Les premiers calculs estiment le surcout à 50 ou 80 milliards d’euros par an. Le prix du beurre, de l’argent du beurre et de la crème et... du reste. 

Alors ça n’est pas de l’argent inutile, c’est un investissement qui, dans le cas de l’Education nationale, va offrir une opportunité de changement considérable, mais actuellement ce sera financé par de la dette. Forcément, alors si la dette ne coûte rien, ça passe. Mais le jour où la dette retrouve ses esprits, tout casse. 

 

2e point, les conséquences induites. Les salariés du privé vont sans doute faire valoir que la pénibilité dans l‘exercice de leur travail mériterait une attention particulière, mais de là à accepter de créer un régime spécial ou particulier, il n’en sera pas question. La seule issue pour sécuriser leur retraite sera de passer la porte des régimes par capitalisation. A noter que les fonctionnaires eux-mêmes ont la Prefon, qui n’est rien d’autre qu’un régime de retraite complémentaire par capitalisation avec cotisations volontaires.

Les cadres supérieurs ou dirigeants à plus de 10 000 euros par mois ont en général dans leur entreprise accès à des systèmes de retraite par capitalisation.
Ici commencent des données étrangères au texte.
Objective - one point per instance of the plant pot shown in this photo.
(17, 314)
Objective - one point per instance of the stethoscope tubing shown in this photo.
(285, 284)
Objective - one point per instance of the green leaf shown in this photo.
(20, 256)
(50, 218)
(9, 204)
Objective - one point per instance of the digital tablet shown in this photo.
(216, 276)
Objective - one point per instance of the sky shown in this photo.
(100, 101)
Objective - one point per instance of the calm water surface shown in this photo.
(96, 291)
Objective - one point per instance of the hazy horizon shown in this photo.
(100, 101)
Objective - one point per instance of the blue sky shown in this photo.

Ils cotisent selon l’effort d’épargne qu‘ils acceptent, leurs entreprises abondent pour eux (c’est un avantage imposable très souvent), cet argent est géré sous le contrôle du comité d’entreprise par une société d’assurance qui donne ces fonds à des gérants d’actifs (comme BlackRock pourquoi pas). 

Dans la situation actuelle, les salariés plus modestes auront eux aussi tout intérêt à souscrire des PER, les plans d’épargne retraite ou des contrats d’assurance retraite. 

En bref, les syndicats qui ont combattu la réforme par points ont réussi ce tour de force à faire échouer le gouvernement et créer les conditions d’un développement de la capitalisation. Les syndicats se gardent les privilèges et mettent les salariés dans l’obligation de trouver des solutions à titre individuel. Quand on n’a plus le pétrole de la répartition, on va trouver des idées dans la capitalisation.  Ça n’était pas forcément l’objectif de départ, mais après tout c’est pas plus mal.